There’s a joke in yoga that asks, “If you had to hide something that was the most valuable thing you had, where would you hide it?” The answer is: “in the present moment.” Ouch. Very funny, yoga.

We all know the best humor has more than a grain of truth in it. And the truth is, that most of the time we are not present or engaged because we’re caught up in our stories and enamored with distraction. In short we have two options toward reality: to meet the moment with conditioned habits (of attachment and aversion) or with spontaneity and freedom (from conditioned responses).

One way to facilitate this is by naming the experience. Language gives us just the right amount of objective awareness to lower our identification. Eventually, through this practice, we begin to experience feelings as feelings – impersonal phenomena without the attachment of “I, me, or mine.”

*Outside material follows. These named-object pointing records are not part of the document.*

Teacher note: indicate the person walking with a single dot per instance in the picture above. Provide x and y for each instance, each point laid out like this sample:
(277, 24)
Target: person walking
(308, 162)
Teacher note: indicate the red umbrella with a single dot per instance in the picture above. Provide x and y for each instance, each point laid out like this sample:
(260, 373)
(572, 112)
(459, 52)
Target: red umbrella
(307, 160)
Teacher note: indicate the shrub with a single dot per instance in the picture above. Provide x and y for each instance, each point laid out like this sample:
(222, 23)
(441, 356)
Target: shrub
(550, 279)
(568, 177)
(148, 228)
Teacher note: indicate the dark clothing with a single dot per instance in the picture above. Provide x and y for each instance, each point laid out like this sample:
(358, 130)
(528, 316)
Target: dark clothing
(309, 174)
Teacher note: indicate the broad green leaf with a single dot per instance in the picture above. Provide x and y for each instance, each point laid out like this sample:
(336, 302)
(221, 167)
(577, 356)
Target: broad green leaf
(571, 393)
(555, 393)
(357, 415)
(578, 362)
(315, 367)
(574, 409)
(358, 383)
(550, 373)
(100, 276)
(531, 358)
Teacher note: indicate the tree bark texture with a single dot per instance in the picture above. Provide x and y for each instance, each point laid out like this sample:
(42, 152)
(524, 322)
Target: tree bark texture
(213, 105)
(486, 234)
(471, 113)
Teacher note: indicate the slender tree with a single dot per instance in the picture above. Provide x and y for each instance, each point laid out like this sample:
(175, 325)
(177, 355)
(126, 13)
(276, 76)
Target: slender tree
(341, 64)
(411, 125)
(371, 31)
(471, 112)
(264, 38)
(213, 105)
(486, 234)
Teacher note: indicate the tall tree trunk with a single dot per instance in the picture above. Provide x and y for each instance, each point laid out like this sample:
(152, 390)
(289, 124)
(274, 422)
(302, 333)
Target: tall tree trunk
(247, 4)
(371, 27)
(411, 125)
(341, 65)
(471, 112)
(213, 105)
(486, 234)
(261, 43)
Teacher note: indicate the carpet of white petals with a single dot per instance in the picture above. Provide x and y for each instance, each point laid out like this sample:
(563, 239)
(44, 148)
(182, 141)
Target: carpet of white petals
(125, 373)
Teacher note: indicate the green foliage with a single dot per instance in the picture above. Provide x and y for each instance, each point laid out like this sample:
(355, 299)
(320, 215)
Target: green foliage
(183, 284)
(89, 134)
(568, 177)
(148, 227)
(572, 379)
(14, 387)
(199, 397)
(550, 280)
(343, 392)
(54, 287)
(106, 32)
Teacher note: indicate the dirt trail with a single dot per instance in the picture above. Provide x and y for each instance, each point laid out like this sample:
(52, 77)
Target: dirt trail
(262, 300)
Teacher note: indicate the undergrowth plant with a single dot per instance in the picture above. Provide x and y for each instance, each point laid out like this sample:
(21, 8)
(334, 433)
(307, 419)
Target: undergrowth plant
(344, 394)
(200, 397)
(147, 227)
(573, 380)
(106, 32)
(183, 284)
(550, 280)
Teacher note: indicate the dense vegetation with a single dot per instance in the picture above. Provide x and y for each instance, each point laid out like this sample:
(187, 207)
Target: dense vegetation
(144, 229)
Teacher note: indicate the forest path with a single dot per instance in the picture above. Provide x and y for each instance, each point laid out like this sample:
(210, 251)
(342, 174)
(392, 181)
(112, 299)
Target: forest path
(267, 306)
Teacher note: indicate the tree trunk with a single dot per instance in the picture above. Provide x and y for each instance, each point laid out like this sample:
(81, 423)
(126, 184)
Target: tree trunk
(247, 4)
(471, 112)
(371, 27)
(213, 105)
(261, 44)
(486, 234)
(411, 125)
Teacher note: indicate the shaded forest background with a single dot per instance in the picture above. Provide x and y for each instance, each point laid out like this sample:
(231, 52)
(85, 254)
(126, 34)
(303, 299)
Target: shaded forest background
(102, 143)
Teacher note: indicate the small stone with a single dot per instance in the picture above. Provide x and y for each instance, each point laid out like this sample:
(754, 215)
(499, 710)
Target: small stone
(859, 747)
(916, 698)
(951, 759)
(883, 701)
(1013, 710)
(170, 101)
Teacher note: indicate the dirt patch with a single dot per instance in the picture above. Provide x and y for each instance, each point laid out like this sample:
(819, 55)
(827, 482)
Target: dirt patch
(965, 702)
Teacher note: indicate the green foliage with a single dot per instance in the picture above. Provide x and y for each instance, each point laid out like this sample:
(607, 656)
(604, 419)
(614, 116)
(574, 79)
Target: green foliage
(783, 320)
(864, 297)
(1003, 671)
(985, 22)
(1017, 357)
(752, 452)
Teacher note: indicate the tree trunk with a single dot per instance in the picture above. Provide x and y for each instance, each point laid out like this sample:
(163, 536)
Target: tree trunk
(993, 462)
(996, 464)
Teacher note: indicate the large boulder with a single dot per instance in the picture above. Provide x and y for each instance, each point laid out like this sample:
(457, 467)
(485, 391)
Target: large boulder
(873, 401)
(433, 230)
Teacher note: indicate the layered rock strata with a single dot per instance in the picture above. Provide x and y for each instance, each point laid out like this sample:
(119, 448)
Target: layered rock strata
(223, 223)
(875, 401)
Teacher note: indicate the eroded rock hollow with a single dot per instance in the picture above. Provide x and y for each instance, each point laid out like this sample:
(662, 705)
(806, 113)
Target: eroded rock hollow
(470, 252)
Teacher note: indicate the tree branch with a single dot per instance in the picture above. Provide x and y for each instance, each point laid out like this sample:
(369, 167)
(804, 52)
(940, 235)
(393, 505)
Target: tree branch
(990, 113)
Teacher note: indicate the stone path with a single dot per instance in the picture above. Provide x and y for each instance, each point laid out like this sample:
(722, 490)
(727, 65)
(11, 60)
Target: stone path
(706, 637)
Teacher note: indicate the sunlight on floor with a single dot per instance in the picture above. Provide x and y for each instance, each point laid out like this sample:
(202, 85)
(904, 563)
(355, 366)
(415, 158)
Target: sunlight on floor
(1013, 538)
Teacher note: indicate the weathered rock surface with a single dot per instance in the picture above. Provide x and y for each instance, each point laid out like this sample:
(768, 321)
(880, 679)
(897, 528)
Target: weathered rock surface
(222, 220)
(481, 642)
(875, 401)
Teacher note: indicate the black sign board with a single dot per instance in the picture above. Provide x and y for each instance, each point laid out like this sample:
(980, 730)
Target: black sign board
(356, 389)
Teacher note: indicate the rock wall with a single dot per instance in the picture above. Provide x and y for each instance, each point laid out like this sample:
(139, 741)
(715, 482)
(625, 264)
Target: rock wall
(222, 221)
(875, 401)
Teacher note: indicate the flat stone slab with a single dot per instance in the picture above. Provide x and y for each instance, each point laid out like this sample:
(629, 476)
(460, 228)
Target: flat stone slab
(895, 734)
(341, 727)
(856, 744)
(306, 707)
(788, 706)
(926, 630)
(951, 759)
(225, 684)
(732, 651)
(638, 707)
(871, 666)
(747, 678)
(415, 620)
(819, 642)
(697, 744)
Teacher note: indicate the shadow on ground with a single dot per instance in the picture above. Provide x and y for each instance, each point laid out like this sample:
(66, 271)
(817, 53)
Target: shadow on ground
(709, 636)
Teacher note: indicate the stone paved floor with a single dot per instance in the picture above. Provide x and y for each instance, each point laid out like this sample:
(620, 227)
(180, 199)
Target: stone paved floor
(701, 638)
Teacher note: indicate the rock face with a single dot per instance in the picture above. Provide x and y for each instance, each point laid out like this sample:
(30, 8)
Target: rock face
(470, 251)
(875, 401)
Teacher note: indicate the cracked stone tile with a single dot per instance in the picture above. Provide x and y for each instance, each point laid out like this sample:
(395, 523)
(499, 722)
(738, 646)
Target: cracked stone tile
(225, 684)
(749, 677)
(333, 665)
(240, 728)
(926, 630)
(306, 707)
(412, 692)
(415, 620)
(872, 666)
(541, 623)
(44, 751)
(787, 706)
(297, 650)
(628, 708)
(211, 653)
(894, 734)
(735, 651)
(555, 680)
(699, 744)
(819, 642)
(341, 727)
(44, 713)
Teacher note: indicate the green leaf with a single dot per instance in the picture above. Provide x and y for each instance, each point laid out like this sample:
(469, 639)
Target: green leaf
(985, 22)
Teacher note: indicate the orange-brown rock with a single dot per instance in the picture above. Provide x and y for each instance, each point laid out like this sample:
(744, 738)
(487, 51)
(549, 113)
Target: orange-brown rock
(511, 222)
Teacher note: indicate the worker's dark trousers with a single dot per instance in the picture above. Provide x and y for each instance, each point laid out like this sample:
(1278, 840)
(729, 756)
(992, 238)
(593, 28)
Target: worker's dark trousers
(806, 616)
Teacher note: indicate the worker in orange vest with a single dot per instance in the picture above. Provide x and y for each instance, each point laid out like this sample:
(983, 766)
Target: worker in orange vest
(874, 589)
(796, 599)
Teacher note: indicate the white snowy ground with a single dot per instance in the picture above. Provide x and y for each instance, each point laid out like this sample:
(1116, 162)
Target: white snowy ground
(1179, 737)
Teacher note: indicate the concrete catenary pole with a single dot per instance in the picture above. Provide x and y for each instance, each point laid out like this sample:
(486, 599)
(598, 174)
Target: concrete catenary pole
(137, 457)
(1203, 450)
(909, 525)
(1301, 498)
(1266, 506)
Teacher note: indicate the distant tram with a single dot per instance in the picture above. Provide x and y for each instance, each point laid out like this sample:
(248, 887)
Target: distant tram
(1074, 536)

Paradoxically, every moment of nonreactivity is a moment of action. Instead of reacting to feelings, we pay attention to what is occurring in the present moment and, in doing so, take actions that reinforce patterns in the mind-body that create conditions for being just as present in the next moment. In contemporary neuroscience, this is called “neuroplasticity.” In lay terms, it’s breaking habit.

Mindfulness-oriented psychology is basically a series of techniques that interrupt our attachment, especially to our stories of self that limit our potential. A lot of the “techniques” are simply naming tools and nonjudgmental awareness practices. It’s the breaking of habituated patterns of thinking that’s the hard part.